Tanto o círculo da ação como a tendência à facilitação são os determinantes últimos do
desenvolvimento técnico (ibid., p. 19). Baseando-se em H. Schmidt, Gehlen sugere a
existência de uma sorte de lei de progressiva objetificação/facilitação do trabalho
humano, que implicaria a passagem de três estágios: O primeiro é o da ferramenta que
prolonga e melhora o desempenho dos órgãos humanos. Nesta etapa, a energia física e o
ingrediente psíquico ainda dependem do sujeito.

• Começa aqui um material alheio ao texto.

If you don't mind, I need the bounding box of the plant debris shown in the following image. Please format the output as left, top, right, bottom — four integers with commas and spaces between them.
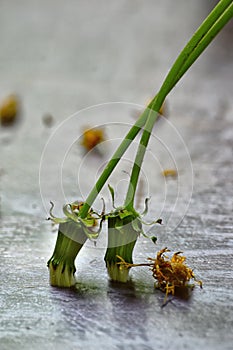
0, 94, 19, 126
81, 128, 105, 151
118, 248, 202, 301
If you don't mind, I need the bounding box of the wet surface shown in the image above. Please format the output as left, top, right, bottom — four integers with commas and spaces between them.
0, 0, 233, 350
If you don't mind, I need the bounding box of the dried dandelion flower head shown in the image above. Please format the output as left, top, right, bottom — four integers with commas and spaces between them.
118, 248, 202, 300
149, 248, 202, 295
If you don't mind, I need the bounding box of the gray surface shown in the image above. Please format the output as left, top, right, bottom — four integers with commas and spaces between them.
0, 0, 233, 350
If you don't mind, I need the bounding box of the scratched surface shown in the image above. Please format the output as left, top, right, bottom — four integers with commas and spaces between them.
0, 0, 233, 350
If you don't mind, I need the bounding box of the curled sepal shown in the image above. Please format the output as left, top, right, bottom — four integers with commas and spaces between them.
49, 201, 105, 239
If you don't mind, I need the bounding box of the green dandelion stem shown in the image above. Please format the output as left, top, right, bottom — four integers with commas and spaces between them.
80, 0, 233, 218
125, 0, 233, 210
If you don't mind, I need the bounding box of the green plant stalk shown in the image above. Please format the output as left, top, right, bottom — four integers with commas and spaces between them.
48, 0, 232, 287
80, 0, 232, 218
125, 0, 233, 210
47, 221, 87, 287
104, 214, 142, 283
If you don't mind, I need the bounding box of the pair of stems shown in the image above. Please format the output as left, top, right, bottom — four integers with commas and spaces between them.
80, 0, 233, 218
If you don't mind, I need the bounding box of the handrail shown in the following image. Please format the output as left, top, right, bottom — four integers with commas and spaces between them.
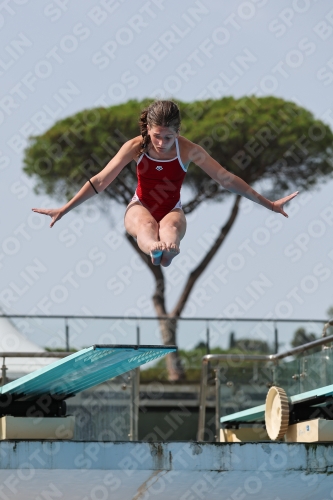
197, 334, 333, 441
0, 351, 140, 441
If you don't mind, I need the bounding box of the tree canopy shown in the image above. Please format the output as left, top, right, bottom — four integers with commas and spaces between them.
24, 97, 333, 380
24, 97, 333, 213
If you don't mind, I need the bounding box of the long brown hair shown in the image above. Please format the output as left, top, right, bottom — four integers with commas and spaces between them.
138, 101, 180, 156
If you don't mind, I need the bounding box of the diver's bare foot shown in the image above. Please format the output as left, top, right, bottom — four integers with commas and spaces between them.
161, 243, 180, 267
150, 241, 166, 266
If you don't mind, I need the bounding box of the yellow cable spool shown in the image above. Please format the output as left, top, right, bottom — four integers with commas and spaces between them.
265, 386, 289, 441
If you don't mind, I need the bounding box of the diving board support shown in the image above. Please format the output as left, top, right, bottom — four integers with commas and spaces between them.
0, 344, 177, 440
0, 415, 75, 440
220, 385, 333, 442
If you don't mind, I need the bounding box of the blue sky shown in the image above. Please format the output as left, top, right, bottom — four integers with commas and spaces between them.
0, 0, 333, 350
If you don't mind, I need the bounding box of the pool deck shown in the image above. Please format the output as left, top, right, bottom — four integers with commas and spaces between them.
0, 441, 333, 500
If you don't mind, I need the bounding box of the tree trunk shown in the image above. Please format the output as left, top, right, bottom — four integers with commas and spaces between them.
159, 316, 186, 382
126, 235, 185, 381
127, 196, 240, 382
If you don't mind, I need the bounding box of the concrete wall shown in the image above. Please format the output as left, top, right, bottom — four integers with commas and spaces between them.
0, 441, 333, 500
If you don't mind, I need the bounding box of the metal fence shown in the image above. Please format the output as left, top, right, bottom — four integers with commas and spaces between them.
0, 314, 327, 354
197, 320, 333, 441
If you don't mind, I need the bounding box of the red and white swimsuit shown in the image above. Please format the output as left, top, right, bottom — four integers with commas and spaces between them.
132, 139, 187, 222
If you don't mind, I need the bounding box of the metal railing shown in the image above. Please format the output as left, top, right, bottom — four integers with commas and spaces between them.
0, 314, 327, 354
0, 351, 140, 441
197, 320, 333, 441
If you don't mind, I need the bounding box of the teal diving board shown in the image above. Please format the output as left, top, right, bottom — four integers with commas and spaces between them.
220, 384, 333, 424
0, 345, 177, 401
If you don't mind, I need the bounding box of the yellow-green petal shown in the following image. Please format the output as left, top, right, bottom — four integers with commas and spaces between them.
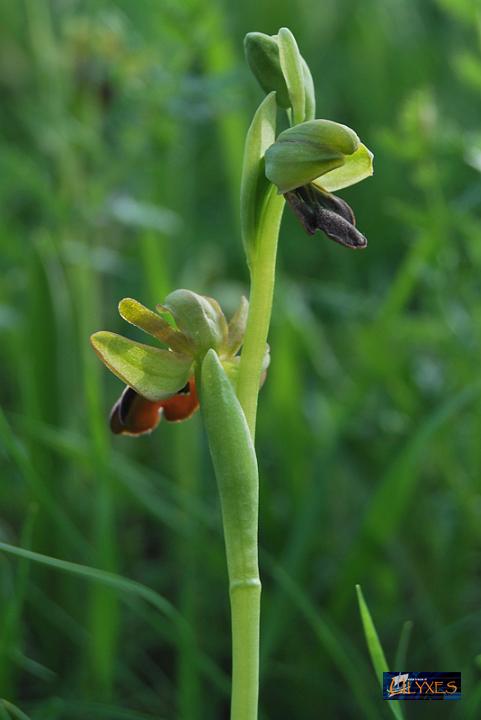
119, 298, 191, 353
90, 330, 192, 402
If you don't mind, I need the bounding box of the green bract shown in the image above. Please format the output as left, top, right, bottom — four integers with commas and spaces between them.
244, 28, 316, 123
265, 120, 373, 193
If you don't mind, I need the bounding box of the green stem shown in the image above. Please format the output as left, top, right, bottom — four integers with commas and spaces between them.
199, 350, 261, 720
230, 577, 261, 720
237, 186, 285, 438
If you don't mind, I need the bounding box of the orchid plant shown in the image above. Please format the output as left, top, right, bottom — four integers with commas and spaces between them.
91, 28, 373, 720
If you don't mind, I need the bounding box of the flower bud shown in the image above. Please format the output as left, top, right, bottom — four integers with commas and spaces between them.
265, 120, 360, 193
244, 32, 291, 108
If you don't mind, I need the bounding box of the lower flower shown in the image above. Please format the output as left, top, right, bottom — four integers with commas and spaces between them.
110, 377, 199, 435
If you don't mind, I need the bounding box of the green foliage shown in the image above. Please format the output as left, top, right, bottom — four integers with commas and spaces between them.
0, 0, 481, 720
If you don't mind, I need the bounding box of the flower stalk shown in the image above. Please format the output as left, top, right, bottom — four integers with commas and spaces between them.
200, 350, 261, 720
91, 21, 372, 720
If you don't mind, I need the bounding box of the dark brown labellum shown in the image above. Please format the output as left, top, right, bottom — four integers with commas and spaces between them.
110, 378, 199, 435
284, 184, 367, 250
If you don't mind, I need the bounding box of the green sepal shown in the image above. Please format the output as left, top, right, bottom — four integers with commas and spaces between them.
241, 92, 277, 265
119, 298, 192, 353
200, 350, 259, 583
302, 58, 316, 120
313, 143, 374, 192
244, 32, 291, 109
222, 296, 249, 356
265, 120, 360, 193
277, 28, 306, 125
90, 330, 192, 402
160, 290, 227, 357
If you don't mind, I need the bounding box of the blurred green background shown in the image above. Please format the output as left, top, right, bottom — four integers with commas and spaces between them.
0, 0, 481, 720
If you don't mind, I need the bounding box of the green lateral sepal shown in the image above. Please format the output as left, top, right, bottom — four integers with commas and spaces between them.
90, 330, 192, 402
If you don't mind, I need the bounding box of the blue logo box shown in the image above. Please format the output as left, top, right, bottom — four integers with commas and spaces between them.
382, 670, 461, 700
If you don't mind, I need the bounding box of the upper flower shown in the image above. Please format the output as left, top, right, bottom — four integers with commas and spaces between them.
91, 290, 253, 435
244, 28, 373, 251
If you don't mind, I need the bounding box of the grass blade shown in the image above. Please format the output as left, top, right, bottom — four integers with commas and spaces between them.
356, 585, 404, 720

Na segunda etapa, a da máquina, a
energia física fica objetificada, dispensando a energia humana. A terceira etapa, a do
autômato, dispensa também a contribuição intelectual humana (ibid., p. 19). Desse
modo, “o avanço da técnica permite ao homem transferir à natureza inanimada um
princípio de organização que opera em vários pontos dentro do organismo” (p. 23). Essa
organização inclui a auto-regulação dos processos que culmina na automação. Em todo
caso, os tecnólogos modernos, sustenta Gehlen, não fizeram isso de maneira proposital,
mas “inconsciente e semi - instintivamente”; o homem, em razão da não especialização
que o caracteriza, vê-se impelido a aumentar seu poder sobre a natureza, “pois essa é a
lei da sua existência” (ibid., p. 25). Reciprocamente, não é suficiente para explicar a
técnica apelar para esse impulso básico, sem levar em consideração os fenômenos de
objetificação e ressonância antes mencionados.
A difusão mundial da tecnologia, impulsionada pelo sistema capitalista de
produção originou a atual “cultura das máquinas” da sociedade industrial, governada,
segundo Gehlen, por um intelectualismo e um experimentalismo extremos. Essa cultura
não pode ser compreendida apenas pela aliança da ciência e a técnica com o sistema de
produção, ignorando a necessidade humana de impor-se ao meio ambiente. Tampouco
pode ser compreendida sem lembrar o credo do Iluminismo.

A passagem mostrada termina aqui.